2. Building a Trustworthy Foundation
When caregivers and providers are actively involved from the beginning, they become invested partners, but this can only be achieved through continuous user feedback so the software is prepared to change as the market inevitably shifts. They understand the product’s purpose and value, encouraging enthusiastic endorsement within their agencies. This fosters user adoption and builds industry-wide credibility for the software. As a result, developers gain invaluable user insights, and the healthcare community receives a solution designed with their specific needs in mind and is applicable in a real-world setting.
3. Eliminating Costly Missteps
No tech developer wants to create a product that nobody wants, or that cannot be integrated into existing workflows. By skipping caregiver and provider input, developers risk creating inefficient software that misses the mark entirely. Collaboration during the design phase helps identify and avoid these pitfalls. By actively listening to providers from the start, developers can create a product that truly aligns with caregiver and patient needs, saving time, money, and dissatisfaction.
Fostering Enduring Partnerships
Software development is a shared and ongoing journey with intricacies that should be tested and updated regularly. To ensure provider feedback is woven into the very fabric of the product, involve them from the outset. Gather insights through surveys and focus groups, keep them engaged during pilot programs, and continuously solicit their thoughts.
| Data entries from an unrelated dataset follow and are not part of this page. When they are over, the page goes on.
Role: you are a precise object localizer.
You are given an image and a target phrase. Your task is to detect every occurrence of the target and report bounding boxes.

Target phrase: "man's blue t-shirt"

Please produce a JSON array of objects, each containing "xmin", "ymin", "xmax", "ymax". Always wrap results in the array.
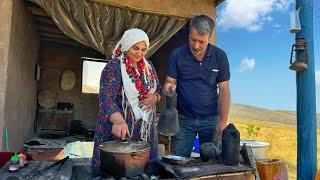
[{"xmin": 168, "ymin": 44, "xmax": 230, "ymax": 119}]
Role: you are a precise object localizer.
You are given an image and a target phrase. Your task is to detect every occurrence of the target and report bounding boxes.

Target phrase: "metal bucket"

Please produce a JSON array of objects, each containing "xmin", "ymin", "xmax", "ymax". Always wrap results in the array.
[{"xmin": 99, "ymin": 141, "xmax": 149, "ymax": 177}]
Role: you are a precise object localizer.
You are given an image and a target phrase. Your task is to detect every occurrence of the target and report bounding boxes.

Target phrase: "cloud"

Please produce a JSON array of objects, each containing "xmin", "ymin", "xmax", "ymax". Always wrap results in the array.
[
  {"xmin": 240, "ymin": 58, "xmax": 256, "ymax": 72},
  {"xmin": 218, "ymin": 0, "xmax": 293, "ymax": 31},
  {"xmin": 315, "ymin": 69, "xmax": 320, "ymax": 86}
]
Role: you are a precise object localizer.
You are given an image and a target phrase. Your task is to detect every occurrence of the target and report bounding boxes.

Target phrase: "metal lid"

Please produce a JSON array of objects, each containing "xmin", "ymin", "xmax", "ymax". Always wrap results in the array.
[{"xmin": 99, "ymin": 141, "xmax": 150, "ymax": 153}]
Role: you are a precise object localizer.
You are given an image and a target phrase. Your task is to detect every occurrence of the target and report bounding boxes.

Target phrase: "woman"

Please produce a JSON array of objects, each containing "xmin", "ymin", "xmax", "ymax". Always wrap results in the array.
[{"xmin": 92, "ymin": 29, "xmax": 161, "ymax": 166}]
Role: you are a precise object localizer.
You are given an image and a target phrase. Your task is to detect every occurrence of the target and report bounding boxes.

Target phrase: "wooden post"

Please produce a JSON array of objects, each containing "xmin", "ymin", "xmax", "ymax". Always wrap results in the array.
[{"xmin": 296, "ymin": 0, "xmax": 317, "ymax": 180}]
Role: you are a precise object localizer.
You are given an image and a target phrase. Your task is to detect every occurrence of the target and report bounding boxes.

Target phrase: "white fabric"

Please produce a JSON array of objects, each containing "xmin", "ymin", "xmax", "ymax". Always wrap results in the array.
[{"xmin": 112, "ymin": 28, "xmax": 149, "ymax": 59}]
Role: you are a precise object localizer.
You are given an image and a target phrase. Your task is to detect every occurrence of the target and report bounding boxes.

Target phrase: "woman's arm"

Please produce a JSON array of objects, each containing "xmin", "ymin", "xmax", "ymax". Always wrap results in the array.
[{"xmin": 99, "ymin": 59, "xmax": 130, "ymax": 139}]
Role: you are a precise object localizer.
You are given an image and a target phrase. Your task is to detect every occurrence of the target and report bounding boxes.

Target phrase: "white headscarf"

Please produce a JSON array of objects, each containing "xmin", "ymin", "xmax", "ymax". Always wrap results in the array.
[
  {"xmin": 112, "ymin": 28, "xmax": 149, "ymax": 59},
  {"xmin": 112, "ymin": 28, "xmax": 157, "ymax": 141}
]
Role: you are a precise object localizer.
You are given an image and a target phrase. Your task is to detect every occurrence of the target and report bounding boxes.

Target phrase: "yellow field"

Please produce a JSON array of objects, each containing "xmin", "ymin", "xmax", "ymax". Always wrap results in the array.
[{"xmin": 230, "ymin": 118, "xmax": 320, "ymax": 179}]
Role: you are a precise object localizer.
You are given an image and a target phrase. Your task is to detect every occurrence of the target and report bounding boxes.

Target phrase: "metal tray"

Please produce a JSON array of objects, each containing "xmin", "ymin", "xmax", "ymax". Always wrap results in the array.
[{"xmin": 162, "ymin": 155, "xmax": 191, "ymax": 164}]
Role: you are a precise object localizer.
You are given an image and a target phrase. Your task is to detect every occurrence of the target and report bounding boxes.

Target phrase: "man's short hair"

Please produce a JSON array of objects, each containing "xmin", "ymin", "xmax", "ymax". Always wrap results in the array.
[{"xmin": 189, "ymin": 15, "xmax": 215, "ymax": 36}]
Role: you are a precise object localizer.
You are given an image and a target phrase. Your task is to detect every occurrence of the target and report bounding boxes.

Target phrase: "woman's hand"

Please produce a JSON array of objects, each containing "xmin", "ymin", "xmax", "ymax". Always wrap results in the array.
[
  {"xmin": 111, "ymin": 121, "xmax": 130, "ymax": 140},
  {"xmin": 140, "ymin": 93, "xmax": 160, "ymax": 111}
]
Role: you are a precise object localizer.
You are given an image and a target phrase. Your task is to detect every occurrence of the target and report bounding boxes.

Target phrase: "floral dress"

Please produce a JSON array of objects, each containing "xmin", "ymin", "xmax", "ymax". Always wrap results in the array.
[{"xmin": 92, "ymin": 58, "xmax": 161, "ymax": 166}]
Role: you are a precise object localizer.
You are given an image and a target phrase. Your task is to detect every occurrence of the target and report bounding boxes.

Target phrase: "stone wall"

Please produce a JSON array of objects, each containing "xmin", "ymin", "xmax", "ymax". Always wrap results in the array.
[
  {"xmin": 0, "ymin": 0, "xmax": 12, "ymax": 151},
  {"xmin": 1, "ymin": 0, "xmax": 39, "ymax": 151},
  {"xmin": 39, "ymin": 42, "xmax": 103, "ymax": 128}
]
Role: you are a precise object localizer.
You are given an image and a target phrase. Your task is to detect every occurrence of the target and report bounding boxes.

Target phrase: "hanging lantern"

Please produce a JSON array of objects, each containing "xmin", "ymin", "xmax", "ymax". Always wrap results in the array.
[{"xmin": 289, "ymin": 38, "xmax": 308, "ymax": 71}]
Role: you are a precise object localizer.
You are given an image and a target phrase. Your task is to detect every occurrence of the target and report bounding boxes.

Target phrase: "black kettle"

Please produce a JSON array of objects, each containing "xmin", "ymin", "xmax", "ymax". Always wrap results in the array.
[{"xmin": 221, "ymin": 123, "xmax": 240, "ymax": 166}]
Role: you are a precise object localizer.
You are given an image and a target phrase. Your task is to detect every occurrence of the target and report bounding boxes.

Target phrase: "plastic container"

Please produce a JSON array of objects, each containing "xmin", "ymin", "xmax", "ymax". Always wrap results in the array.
[
  {"xmin": 8, "ymin": 154, "xmax": 20, "ymax": 173},
  {"xmin": 221, "ymin": 123, "xmax": 240, "ymax": 166},
  {"xmin": 256, "ymin": 159, "xmax": 288, "ymax": 180},
  {"xmin": 240, "ymin": 140, "xmax": 270, "ymax": 160}
]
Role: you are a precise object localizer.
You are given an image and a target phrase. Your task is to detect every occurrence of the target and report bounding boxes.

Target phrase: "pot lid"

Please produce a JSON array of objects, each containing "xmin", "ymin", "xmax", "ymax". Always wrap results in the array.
[{"xmin": 99, "ymin": 141, "xmax": 149, "ymax": 153}]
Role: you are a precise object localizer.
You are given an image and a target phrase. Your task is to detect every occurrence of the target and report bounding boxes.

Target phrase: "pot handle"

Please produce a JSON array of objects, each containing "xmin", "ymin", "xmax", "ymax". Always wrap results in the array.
[{"xmin": 130, "ymin": 153, "xmax": 140, "ymax": 160}]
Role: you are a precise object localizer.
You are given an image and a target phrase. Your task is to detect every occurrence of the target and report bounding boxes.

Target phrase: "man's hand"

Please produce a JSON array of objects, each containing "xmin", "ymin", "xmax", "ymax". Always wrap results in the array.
[
  {"xmin": 111, "ymin": 121, "xmax": 130, "ymax": 140},
  {"xmin": 163, "ymin": 76, "xmax": 177, "ymax": 96},
  {"xmin": 213, "ymin": 120, "xmax": 227, "ymax": 141}
]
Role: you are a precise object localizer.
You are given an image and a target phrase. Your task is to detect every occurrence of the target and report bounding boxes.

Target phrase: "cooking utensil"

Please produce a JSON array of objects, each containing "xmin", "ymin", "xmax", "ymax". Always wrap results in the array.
[
  {"xmin": 157, "ymin": 92, "xmax": 180, "ymax": 153},
  {"xmin": 99, "ymin": 140, "xmax": 150, "ymax": 177},
  {"xmin": 162, "ymin": 155, "xmax": 191, "ymax": 164},
  {"xmin": 27, "ymin": 156, "xmax": 69, "ymax": 179}
]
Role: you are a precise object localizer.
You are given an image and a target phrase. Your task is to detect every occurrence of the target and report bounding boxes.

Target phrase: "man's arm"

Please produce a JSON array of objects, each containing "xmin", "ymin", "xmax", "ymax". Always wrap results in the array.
[
  {"xmin": 163, "ymin": 76, "xmax": 177, "ymax": 96},
  {"xmin": 215, "ymin": 81, "xmax": 230, "ymax": 140}
]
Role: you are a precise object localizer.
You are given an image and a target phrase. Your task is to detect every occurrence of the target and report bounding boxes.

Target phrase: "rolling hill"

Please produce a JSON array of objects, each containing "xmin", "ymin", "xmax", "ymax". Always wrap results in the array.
[{"xmin": 230, "ymin": 104, "xmax": 320, "ymax": 127}]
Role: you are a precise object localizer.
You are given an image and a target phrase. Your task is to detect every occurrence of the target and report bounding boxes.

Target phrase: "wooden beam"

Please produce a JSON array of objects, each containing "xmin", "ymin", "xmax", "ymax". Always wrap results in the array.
[
  {"xmin": 39, "ymin": 31, "xmax": 70, "ymax": 40},
  {"xmin": 27, "ymin": 6, "xmax": 49, "ymax": 17},
  {"xmin": 38, "ymin": 24, "xmax": 64, "ymax": 35},
  {"xmin": 90, "ymin": 0, "xmax": 216, "ymax": 20},
  {"xmin": 40, "ymin": 37, "xmax": 88, "ymax": 48},
  {"xmin": 33, "ymin": 15, "xmax": 56, "ymax": 25}
]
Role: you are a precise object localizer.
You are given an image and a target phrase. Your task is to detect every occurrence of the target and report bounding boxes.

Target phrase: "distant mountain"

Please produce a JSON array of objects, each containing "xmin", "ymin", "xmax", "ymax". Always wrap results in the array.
[{"xmin": 230, "ymin": 104, "xmax": 320, "ymax": 127}]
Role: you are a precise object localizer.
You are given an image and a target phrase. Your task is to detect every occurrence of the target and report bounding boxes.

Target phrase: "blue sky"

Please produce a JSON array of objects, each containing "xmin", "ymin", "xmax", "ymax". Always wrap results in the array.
[{"xmin": 216, "ymin": 0, "xmax": 320, "ymax": 112}]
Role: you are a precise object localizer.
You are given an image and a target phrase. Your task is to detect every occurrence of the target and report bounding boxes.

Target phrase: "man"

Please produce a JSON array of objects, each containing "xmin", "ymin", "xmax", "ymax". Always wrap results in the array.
[{"xmin": 163, "ymin": 15, "xmax": 230, "ymax": 157}]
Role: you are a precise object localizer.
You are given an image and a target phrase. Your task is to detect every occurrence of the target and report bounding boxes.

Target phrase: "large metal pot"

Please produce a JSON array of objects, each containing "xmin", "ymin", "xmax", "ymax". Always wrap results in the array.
[{"xmin": 99, "ymin": 141, "xmax": 150, "ymax": 177}]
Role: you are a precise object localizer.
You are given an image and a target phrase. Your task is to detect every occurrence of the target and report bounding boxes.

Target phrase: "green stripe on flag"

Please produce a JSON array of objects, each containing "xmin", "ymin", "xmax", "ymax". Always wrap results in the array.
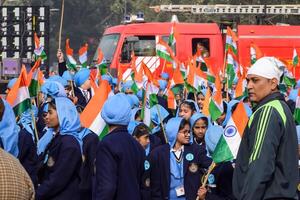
[
  {"xmin": 208, "ymin": 99, "xmax": 222, "ymax": 121},
  {"xmin": 28, "ymin": 79, "xmax": 39, "ymax": 97},
  {"xmin": 156, "ymin": 50, "xmax": 173, "ymax": 62},
  {"xmin": 13, "ymin": 99, "xmax": 31, "ymax": 116},
  {"xmin": 212, "ymin": 135, "xmax": 234, "ymax": 163}
]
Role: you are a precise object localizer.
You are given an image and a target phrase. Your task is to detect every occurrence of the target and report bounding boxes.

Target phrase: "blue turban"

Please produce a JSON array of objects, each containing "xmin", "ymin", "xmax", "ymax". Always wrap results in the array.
[
  {"xmin": 101, "ymin": 93, "xmax": 131, "ymax": 126},
  {"xmin": 160, "ymin": 72, "xmax": 169, "ymax": 79},
  {"xmin": 7, "ymin": 78, "xmax": 18, "ymax": 89},
  {"xmin": 158, "ymin": 79, "xmax": 168, "ymax": 90},
  {"xmin": 48, "ymin": 75, "xmax": 69, "ymax": 87},
  {"xmin": 0, "ymin": 99, "xmax": 20, "ymax": 158},
  {"xmin": 296, "ymin": 80, "xmax": 300, "ymax": 89},
  {"xmin": 122, "ymin": 81, "xmax": 133, "ymax": 92},
  {"xmin": 38, "ymin": 97, "xmax": 82, "ymax": 154},
  {"xmin": 18, "ymin": 105, "xmax": 38, "ymax": 141},
  {"xmin": 74, "ymin": 68, "xmax": 90, "ymax": 87},
  {"xmin": 41, "ymin": 80, "xmax": 67, "ymax": 98},
  {"xmin": 127, "ymin": 121, "xmax": 142, "ymax": 135},
  {"xmin": 205, "ymin": 126, "xmax": 223, "ymax": 155},
  {"xmin": 62, "ymin": 70, "xmax": 74, "ymax": 81},
  {"xmin": 150, "ymin": 104, "xmax": 170, "ymax": 125},
  {"xmin": 289, "ymin": 89, "xmax": 298, "ymax": 102},
  {"xmin": 111, "ymin": 78, "xmax": 118, "ymax": 86},
  {"xmin": 126, "ymin": 94, "xmax": 140, "ymax": 108},
  {"xmin": 136, "ymin": 90, "xmax": 143, "ymax": 101},
  {"xmin": 101, "ymin": 74, "xmax": 112, "ymax": 85}
]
This invaluable input will guide product iterations, leading to refined solutions. Comprehensive training and support upon launch will further ensure successful implementation. Both parties should actively contribute ideas – tech vendors must continuously update features based on user feedback, and providers should feel empowered to suggest improvements.
Redefining the Future of Home-Based Care
The future of home-based care is here, and it’s not just about a singular innovation. As we look to use technology responsibly and in a way that enhances human capabilities rather than replacing them, it’s clear that cultivating a powerful, mutually beneficial partnership between developers and those at the heart of care delivery is mission-critical.
Through collaborative effort and strategy, we can design solutions that empower caregivers, optimize workflows, and, ultimately, revolutionize in-home patient care. This is not merely about achieving growth; it’s about crafting a future where exceptional and dignified care flourishes within the comfort of a patient’s home.